Strategies for setting and reviewing credit limit tiers

To effectively set and review credit limit tiers, businesses can consider the following strategies:

  • Conducting regular credit checks to assess each customer's creditworthiness.
  • Setting a maximum percentage of total sales can be extended as a credit to all customers combined.
  • Continuously monitoring payment behaviour and adjusting limits accordingly.
  • Communicating any changes in credit limits clearly and promptly to customers.

By following these strategies, businesses can effectively manage and adjust their credit limit tiers to minimise risks and maintain healthy customer relationships.

Point 4: Stay proactive with invoicing and follow-ups

A proactive approach to invoicing and follow-ups can significantly reduce the risks of extending credit. Timely invoicing and regular follow-ups encourage customers to make timely payments, minimising the chances of delayed or non-payments.

Businesses can also consider setting up automated reminders for overdue invoices to remind customers of their payment obligations. This approach saves time and effort while ensuring businesses stay on top of their receivables.

Furthermore, consistently following up with customers regarding late payments shows a commitment to managing credit responsibly and can improve customer relationships.

While taking a proactive approach makes a huge difference, it can be time-consuming and labour-intensive. That's where credit management software comes in, automating the entire process for businesses and ensuring efficient credit control.

Chaser's credit management software offers features such as:

  • Automated invoice reminders and follow-ups.
  • Customisable templates for invoices and reminder emails.
  • Detailed reports on customer payment behaviour.
  • Integration with accounting software for seamless credit management.

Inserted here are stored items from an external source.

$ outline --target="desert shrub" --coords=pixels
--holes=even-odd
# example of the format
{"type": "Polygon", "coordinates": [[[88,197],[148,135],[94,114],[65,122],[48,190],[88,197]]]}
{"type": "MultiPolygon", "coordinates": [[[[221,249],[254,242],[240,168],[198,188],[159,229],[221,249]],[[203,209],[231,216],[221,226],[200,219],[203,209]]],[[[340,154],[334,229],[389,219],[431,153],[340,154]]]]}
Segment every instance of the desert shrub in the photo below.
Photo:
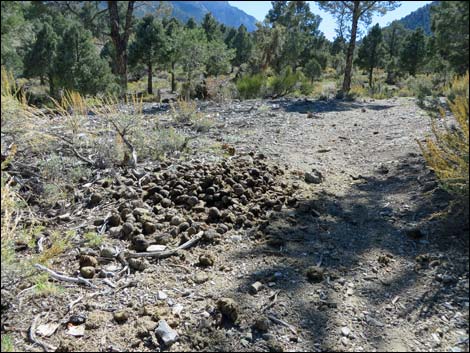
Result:
{"type": "Polygon", "coordinates": [[[356,99],[359,97],[365,97],[368,95],[367,89],[359,84],[354,84],[351,86],[351,89],[349,90],[348,93],[348,98],[350,99],[356,99]]]}
{"type": "MultiPolygon", "coordinates": [[[[443,187],[466,200],[468,214],[469,197],[469,108],[468,73],[456,79],[451,86],[454,99],[447,103],[455,124],[439,129],[432,121],[432,137],[419,143],[428,166],[436,173],[443,187]],[[463,90],[462,87],[467,87],[463,90]]],[[[446,118],[443,108],[442,119],[446,118]]]]}
{"type": "Polygon", "coordinates": [[[191,100],[180,99],[171,104],[171,115],[177,123],[189,123],[198,118],[197,103],[191,100]]]}
{"type": "Polygon", "coordinates": [[[237,80],[237,90],[241,99],[252,99],[262,95],[266,78],[262,74],[242,76],[237,80]]]}
{"type": "Polygon", "coordinates": [[[292,68],[287,66],[279,75],[270,77],[267,82],[268,91],[274,96],[283,96],[293,92],[297,83],[302,79],[299,72],[292,72],[292,68]]]}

With Chaser's credit management software, businesses can streamline their invoicing and follow-up process, freeing time to focus on other critical tasks while ensuring proactive credit control.

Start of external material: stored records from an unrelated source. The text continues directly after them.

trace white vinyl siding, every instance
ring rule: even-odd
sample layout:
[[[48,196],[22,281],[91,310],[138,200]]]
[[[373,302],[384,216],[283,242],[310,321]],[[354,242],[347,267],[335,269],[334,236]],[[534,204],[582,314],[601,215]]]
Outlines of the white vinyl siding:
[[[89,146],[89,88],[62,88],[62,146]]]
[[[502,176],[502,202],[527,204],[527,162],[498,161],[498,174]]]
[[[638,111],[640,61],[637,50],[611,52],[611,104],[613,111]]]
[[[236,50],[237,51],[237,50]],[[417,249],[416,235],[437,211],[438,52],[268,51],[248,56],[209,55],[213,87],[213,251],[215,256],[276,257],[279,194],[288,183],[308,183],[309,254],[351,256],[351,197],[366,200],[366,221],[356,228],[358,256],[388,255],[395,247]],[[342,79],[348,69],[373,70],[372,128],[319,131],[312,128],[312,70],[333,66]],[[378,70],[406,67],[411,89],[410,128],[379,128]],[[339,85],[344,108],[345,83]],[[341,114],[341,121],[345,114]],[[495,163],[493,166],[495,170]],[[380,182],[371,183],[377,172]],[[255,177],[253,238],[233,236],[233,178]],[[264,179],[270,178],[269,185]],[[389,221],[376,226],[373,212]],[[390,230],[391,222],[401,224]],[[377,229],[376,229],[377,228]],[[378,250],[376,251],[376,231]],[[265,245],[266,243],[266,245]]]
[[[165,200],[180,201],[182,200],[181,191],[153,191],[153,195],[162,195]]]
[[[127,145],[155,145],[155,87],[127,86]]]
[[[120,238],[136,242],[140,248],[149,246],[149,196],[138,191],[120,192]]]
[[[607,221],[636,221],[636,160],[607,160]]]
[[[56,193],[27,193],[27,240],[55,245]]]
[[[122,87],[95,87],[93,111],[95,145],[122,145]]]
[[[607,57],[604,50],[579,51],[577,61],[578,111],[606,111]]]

Best practices for invoicing and follow-ups

Here are a few best practices businesses can follow for effective invoicing and follow-ups:

  • Send invoices as soon as possible: Sending invoices promptly ensures customers have enough time to make payments within the agreed-upon terms.
  • Set up automated reminders: Automated payment reminders can save time and reduce the chances of forgetting to follow up on overdue payments.
  • Be persistent but polite: Consistently following up with customers is essential, but it's crucial to maintain a professional and courteous tone in all communications.

By implementing these best practices, businesses can stay proactive with invoicing and follow-ups, reducing the risks of extending credit while maintaining healthy customer relationships.


Extending credit can be a beneficial strategy for businesses looking to grow and attract customers. However, it's crucial to establish clear credit terms, offer tiered credit limits, and stay proactive with invoicing and follow-ups to minimise the risks involved.

By following these strategies and best practices, businesses can effectively manage their receivables while maintaining positive customer relationships, ultimately achieving the balancing act of extending credit without risking receivables.

Businesses should carefully consider these factors when establishing a credit policy and continuously review and adapt it to ensure its effectiveness. Further research and analysis of customers' payment behaviour can also help businesses make informed decisions about extending credit to minimise risks.

With proper management and careful consideration, extending credit can be a valuable tool for businesses to drive growth and build strong customer relationships.